Littlejohn Alison F, Tucker Steven J, Mohamed Ahmed A A, McKay Stephen, Helms Matt J, Vandenabeele Peter, MacEwan David J
Department of Biomedical Sciences, Institute of Medical Sciences, University of Aberdeen, Foresterhill, Aberdeen, Scotland AB25 2ZD, UK.
Biochem Pharmacol. 2003 Jan 1;65(1):91-9. doi: 10.1016/s0006-2952(02)01443-0.
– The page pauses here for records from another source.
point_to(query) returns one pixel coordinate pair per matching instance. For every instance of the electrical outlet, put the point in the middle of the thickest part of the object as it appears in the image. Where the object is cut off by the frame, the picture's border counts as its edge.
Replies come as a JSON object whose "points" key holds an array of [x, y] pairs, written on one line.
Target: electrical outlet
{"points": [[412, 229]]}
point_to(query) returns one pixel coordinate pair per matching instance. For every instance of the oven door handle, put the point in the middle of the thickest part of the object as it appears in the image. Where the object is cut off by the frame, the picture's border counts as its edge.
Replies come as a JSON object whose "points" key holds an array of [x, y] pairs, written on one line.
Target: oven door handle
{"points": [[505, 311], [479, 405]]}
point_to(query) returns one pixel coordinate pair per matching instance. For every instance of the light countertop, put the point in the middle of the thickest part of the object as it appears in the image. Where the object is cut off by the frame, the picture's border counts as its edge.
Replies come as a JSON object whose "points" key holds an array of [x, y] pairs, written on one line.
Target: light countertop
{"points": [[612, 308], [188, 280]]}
Tumour necrosis factor-alpha (TNF) is capable of activating many downstream signaling molecules via its two receptors TNFR1 and TNFR2. TNF can stimulate the proinflammatory transcription factor nuclear factor-kappaB (NF-kappaB) as well as the stress induced kinase c-Jun N-terminal kinase (JNK) through mechanisms that are not fully delineated. NF-kappaB becomes activated mainly through TNFR1 while JNK can be stimulated by either TNF receptor subtype. TNF can also induce apoptosis within cells due to its ability to recruit procaspase-8 to TNFR1, which in turn induces the caspase proteolytic cascade. We provide evidence here in human cells, that TNF-induced JNK activation is under the influence of caspases while NF-kappaB activity is not. By using pharmacological inhibitors of caspases, we have shown that JNK activity is reduced following caspase inhibition, especially when caspase-3 is targeted. NF-kappaB activity, as assessed by IkappaBalpha or IkappaBbeta degradation, electrophoretic mobility shift assay and NF-kappaB gene reporter assays, is shown to be unaffected by caspase inhibition. Therefore, downstream TNF receptor signaling events are differentially influenced by caspases.
肿瘤坏死因子-α(TNF)能够通过其两种受体TNFR1和TNFR2激活许多下游信号分子。TNF可通过尚未完全阐明的机制刺激促炎转录因子核因子-κB(NF-κB)以及应激诱导激酶c-Jun氨基末端激酶(JNK)。NF-κB主要通过TNFR1激活,而JNK可被任一TNF受体亚型刺激。TNF还可因其将procaspase-8募集至TNFR1的能力而诱导细胞凋亡,进而诱导半胱天冬酶蛋白水解级联反应。我们在此提供人类细胞中的证据,表明TNF诱导的JNK激活受半胱天冬酶影响,而NF-κB活性则不受其影响。通过使用半胱天冬酶的药理学抑制剂,我们发现半胱天冬酶抑制后JNK活性降低,尤其是靶向半胱天冬酶-3时。通过IkappaBalpha或IkappaBbeta降解、电泳迁移率变动分析和NF-κB基因报告分析评估的NF-κB活性显示不受半胱天冬酶抑制的影响。因此,下游TNF受体信号事件受半胱天冬酶的影响存在差异。